One of these perspectives came up immediately along the Sinkyone Wilderness Coast. This was the perspective of the ancestors, descendants, and cultural heritage of the Indian People. The idealist ‘back-to-the-landers’ of the 1960s and 70s consciously were looking for models of how to ‘get-in-tune’ with ‘place’. The model all around them of a skid trail every ‘stone’s throw’ didn’t seem to be the right one. The Briceland Book Store had a short UC Berkeley anthropological tome from the 1920s or 30s, called “Sinkyone Notes” by Gladys Ayer Nomland. It was widely acquired and read. Among other things, it described the year-to-year, season-to-season, movement from coast to inland and back. It described the incredible rich range of resources from acorns to salmon to elk and much more. It also described some of the horrific impacts of the euphemistically labeled “contact” era. One of these was the story of Sally Bell and her brother surviving the killing of the rest of her family “by bad men” near Needle Rock along the Sinkyone Wilderness Coast. We’re not talking ancient history. She and her Coast Yuki husband, Tom Bell, lived at Four Corners (several miles north of Needle Rock) almost into the 1940s. All of this made a great impression on many persons and affected the whole way that the protection of the coast was approached.
Right away, as G-P THPs were examined, analyzed, and ground-truthed, the existence of, and past and potential future adverse impacts to, Native American heritage and cultural resources were evident. To protect these values and resources was, and continues to be, very difficult in complex ways. Initially, it seemed sort of straight-forward: “There are sites, including many that are damaged, that need to be protected.” But then it became evident that there was no adequate will and process to ensure that real and respectful protection could be achieved. Operations went ahead and adversely impacted sites, when assurances had been made that adequate archaeological protections would be in place prior to those operations. Consultation with Native Americans and California Indians was not happening. The public fought for protections in one large and significant area, only to have only four small areas designated for protection, and then have one of those bulldozed for a layout pad for the felling of an old-growth Redwood. When the Park and Rec. archaeologist involved in setting protections discovered the destruction, and was accordingly angered and dismayed, he was admonished by a G-P forester and told he could never come on their land again.

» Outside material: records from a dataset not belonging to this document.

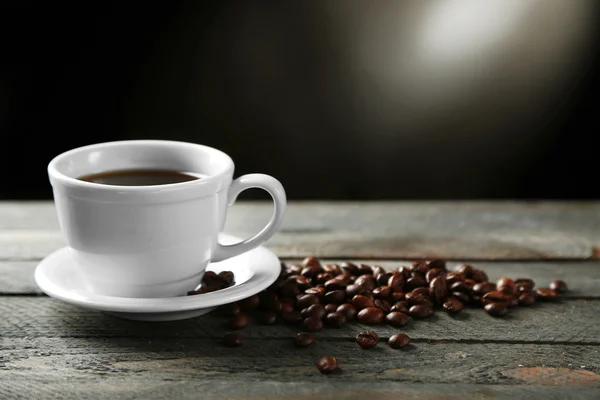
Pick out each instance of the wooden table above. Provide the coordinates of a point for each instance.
(551, 351)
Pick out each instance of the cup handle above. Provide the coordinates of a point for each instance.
(275, 189)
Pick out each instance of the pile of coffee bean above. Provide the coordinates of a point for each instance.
(315, 295)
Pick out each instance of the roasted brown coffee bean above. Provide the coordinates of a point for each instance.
(546, 294)
(400, 306)
(559, 286)
(398, 341)
(414, 298)
(350, 267)
(465, 269)
(452, 277)
(315, 310)
(414, 282)
(382, 279)
(348, 310)
(331, 307)
(367, 339)
(311, 262)
(229, 309)
(292, 317)
(496, 309)
(494, 296)
(336, 297)
(420, 311)
(335, 284)
(433, 273)
(453, 305)
(366, 281)
(232, 340)
(304, 339)
(397, 319)
(353, 290)
(507, 286)
(526, 298)
(370, 316)
(239, 321)
(306, 301)
(460, 287)
(382, 292)
(312, 324)
(479, 276)
(463, 297)
(268, 317)
(327, 365)
(438, 290)
(384, 305)
(483, 288)
(396, 282)
(336, 319)
(360, 301)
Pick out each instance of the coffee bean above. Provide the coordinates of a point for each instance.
(366, 281)
(367, 339)
(370, 316)
(483, 287)
(433, 273)
(414, 298)
(315, 310)
(559, 286)
(229, 309)
(382, 292)
(348, 310)
(496, 309)
(400, 306)
(336, 297)
(336, 319)
(384, 305)
(438, 290)
(507, 286)
(494, 296)
(327, 365)
(397, 319)
(463, 297)
(268, 317)
(546, 294)
(527, 298)
(360, 301)
(420, 311)
(306, 301)
(453, 305)
(335, 284)
(398, 341)
(292, 317)
(331, 307)
(312, 324)
(232, 340)
(239, 321)
(464, 269)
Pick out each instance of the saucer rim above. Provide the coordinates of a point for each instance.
(264, 263)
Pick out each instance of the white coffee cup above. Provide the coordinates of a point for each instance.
(151, 241)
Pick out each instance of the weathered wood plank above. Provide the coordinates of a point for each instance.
(403, 230)
(108, 388)
(279, 360)
(573, 321)
(583, 277)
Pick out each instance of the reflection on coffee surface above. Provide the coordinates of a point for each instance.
(139, 177)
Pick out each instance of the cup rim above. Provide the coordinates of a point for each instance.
(59, 177)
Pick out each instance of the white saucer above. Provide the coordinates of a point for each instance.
(58, 277)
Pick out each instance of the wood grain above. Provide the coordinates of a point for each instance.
(573, 321)
(583, 277)
(395, 230)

There is too much information to convey about those years from 1977 to 1985 in this summary paper. But, as regards the incident just described above: It led to a conviction for site destruction by G-P, with a requirement that they do an archaeological study/inventory for their entire 50,000 acre “Usal Unit”. It was requested of the court to include mandatory consultation with California Indians as part of this requirement, but the court failed to do so. Walt Lara Sr. and Milton Marks of the Northwest Indian Cemetery Association, a precursor of the California Native American Heritage Commission, were present during the proceedings.
So, by late summer 1983, progress had been made for the protection of the Sinkyone Wilderness Coast on some levels: There was 3.2 million dollars set aside for acquisition of the G-P lands (initiative taken by Assemblyman Doug Bosco). The public had been made aware of the importance of protection of that coast and the heavy damage from the past and present. The Native American and California Indian relationship was being more publicly realized. Just about everything that could be done to administratively affect the way CDF was approving THPs had been done. Legislation carried by Assemblyman Dan Hauser to facilitate protection of the Sinkyone Wilderness Coast passed, but failed to protect the critical areas and remnant old-growth. And then it happened: G-P filed the THP to cut the Sally Bell Grove. And that was EPIC’s, the International Indian Treaty Council’s, and the public’s last straw.